When it comes to the Islamic Republic, Mr. Vance’s naïveté is as stunning as it is glaring. Amjad Taha, an Emirati author, captured its essence in an X post Thursday: “Out of the 8.3 billion people on Earth, only one seems to trust Iran: JD Vance.”
Mr. Vance, bizarrely, is willing to put more trust in the nation’s enemies than in its allies. Iran gets it. Russian President Vladimir Putin gets it. China gets it.
For them, Mr. Vance’s gullibility is a godsend. It foolishly keeps buying American enemies time and opportunity to undermine — if not defeat — U.S. national security interests on a global basis.
In the balance: Fortunately, despite Mr. Vance’s bungling approach to foreign policy, Mr. Trump can still bank strategic U.S. national-security wins in Ukraine and Iran.
Ukrainian President Volodymyr Zelensky — whom Mr. Vance famously derided in the Oval Office in February 2025 — and his generals are slowly but surely strangling Russian occupation forces in the Crimean peninsula.
Likewise, as we noted today in The Hill, Ukraine is pressing its advantage in the Sea of Azov by damaging or sinking dozens of Russian shadow-fleet oil tankers attempting to resupply Crimea. The Institute for the Study of War pegs it at 90 plus.
Add to that the deep-fight campaign that is helping to cripple Russia’s oil and energy sector. As of today, Ukraine has struck all of the largest Russian gas refineries, including one as far away as Siberia.
Russia is hurting, and the win there is in the making if Mr. Trump — sans Mr. Vance — is willing to seize it.

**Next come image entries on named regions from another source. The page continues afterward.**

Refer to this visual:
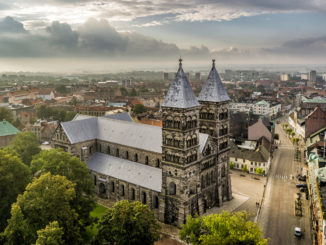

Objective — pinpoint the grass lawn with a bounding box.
[91,203,108,219]
[86,203,108,240]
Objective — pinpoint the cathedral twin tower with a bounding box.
[160,59,232,226]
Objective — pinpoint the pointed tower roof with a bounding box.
[198,60,230,102]
[162,58,199,108]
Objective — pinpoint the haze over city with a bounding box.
[0,0,326,72]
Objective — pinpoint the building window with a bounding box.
[142,191,147,204]
[169,182,177,195]
[145,156,149,165]
[154,196,159,208]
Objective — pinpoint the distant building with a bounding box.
[0,120,19,147]
[163,72,169,81]
[309,71,317,82]
[195,72,200,81]
[122,79,131,87]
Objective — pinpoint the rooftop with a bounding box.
[86,152,162,192]
[0,120,20,136]
[162,59,199,109]
[198,60,230,102]
[61,116,208,153]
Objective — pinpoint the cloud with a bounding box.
[262,36,326,57]
[0,0,326,27]
[0,16,26,33]
[0,17,209,59]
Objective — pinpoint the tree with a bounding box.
[256,168,264,175]
[132,104,146,114]
[0,107,14,123]
[35,221,64,245]
[179,212,267,245]
[9,132,41,166]
[69,96,78,106]
[97,200,160,245]
[63,111,76,122]
[31,149,95,239]
[4,173,83,245]
[0,149,32,231]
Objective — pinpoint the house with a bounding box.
[0,120,19,147]
[51,59,232,226]
[248,118,273,143]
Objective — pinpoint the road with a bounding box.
[258,124,312,245]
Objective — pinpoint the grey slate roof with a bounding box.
[61,117,208,153]
[198,60,230,102]
[86,152,162,192]
[104,112,134,122]
[162,59,199,108]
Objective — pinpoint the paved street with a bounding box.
[258,124,311,245]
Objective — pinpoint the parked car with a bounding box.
[294,227,302,237]
[296,184,307,188]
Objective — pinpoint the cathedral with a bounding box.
[51,59,232,226]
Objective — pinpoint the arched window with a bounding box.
[154,196,159,208]
[169,182,177,195]
[142,191,147,204]
[206,174,209,185]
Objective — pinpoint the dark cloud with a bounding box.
[262,36,326,57]
[0,16,26,33]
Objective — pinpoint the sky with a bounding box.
[0,0,326,72]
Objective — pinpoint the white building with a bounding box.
[230,100,282,117]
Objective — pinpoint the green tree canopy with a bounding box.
[31,149,95,238]
[4,173,82,245]
[35,221,63,245]
[0,149,32,231]
[179,212,267,245]
[132,104,146,114]
[97,200,160,245]
[0,107,14,123]
[9,132,41,166]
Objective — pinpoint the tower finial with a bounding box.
[179,56,182,68]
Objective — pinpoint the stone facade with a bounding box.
[52,60,232,226]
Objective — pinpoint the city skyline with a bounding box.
[0,0,326,71]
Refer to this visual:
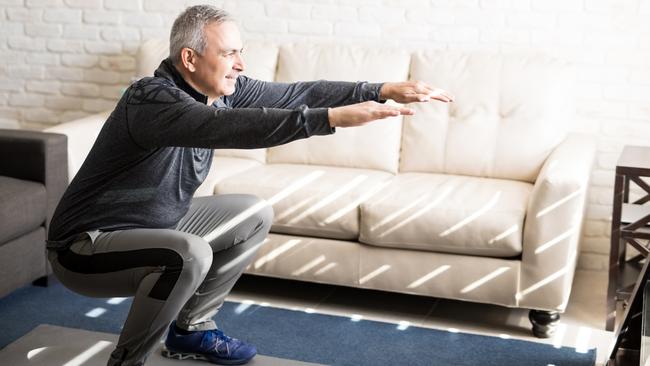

Decision point: For now, however, Iran is the closest wolf to the shed that must be addressed. Ukraine is holding its own, and Mr. Trump’s decision to license Patriot technology to Kyiv is as welcome as it is encouraging.
Winning in Iran, though, likely means Mr. Trump getting Mr. Vance to stand down.
Instead, the president should rely more on Secretary of State Marco Rubio. He is clear-eyed when it comes to understanding Iran and the threat it poses to U.S. national security and the entirety of the Middle East.
This week, when a reported asked about Mr. Araghchi’s accusation at the United Nations that the United States and Israel are committing genocide, he responded: “The Iranian? He’s an expert in genocide. They’ve killed thousands and thousands of people. Look at the Middle East. Every problem in the Middle East tracks back to Iran. Hezbollah? Iran. Shia militias that are destroying and threatening Iraq? Iran. Hamas? Iran. The Houthis? Iran. Assad when he was in Syria? Iran. Everywhere you turn they’re behind all of it.”
Mr. Rubio did not conveniently blame Israel. He did not censure Americans for criticizing the memorandum. Nor did he naïvely offer Mr. Vahidi a hand of friendship.
Instead, he declared that Iran is “a destabilizing evil force that [has] to be dealt with.”
Exactly. Mr. Rubio understands what victory looks like and how to get there. Mr. Vance, simply put, does not.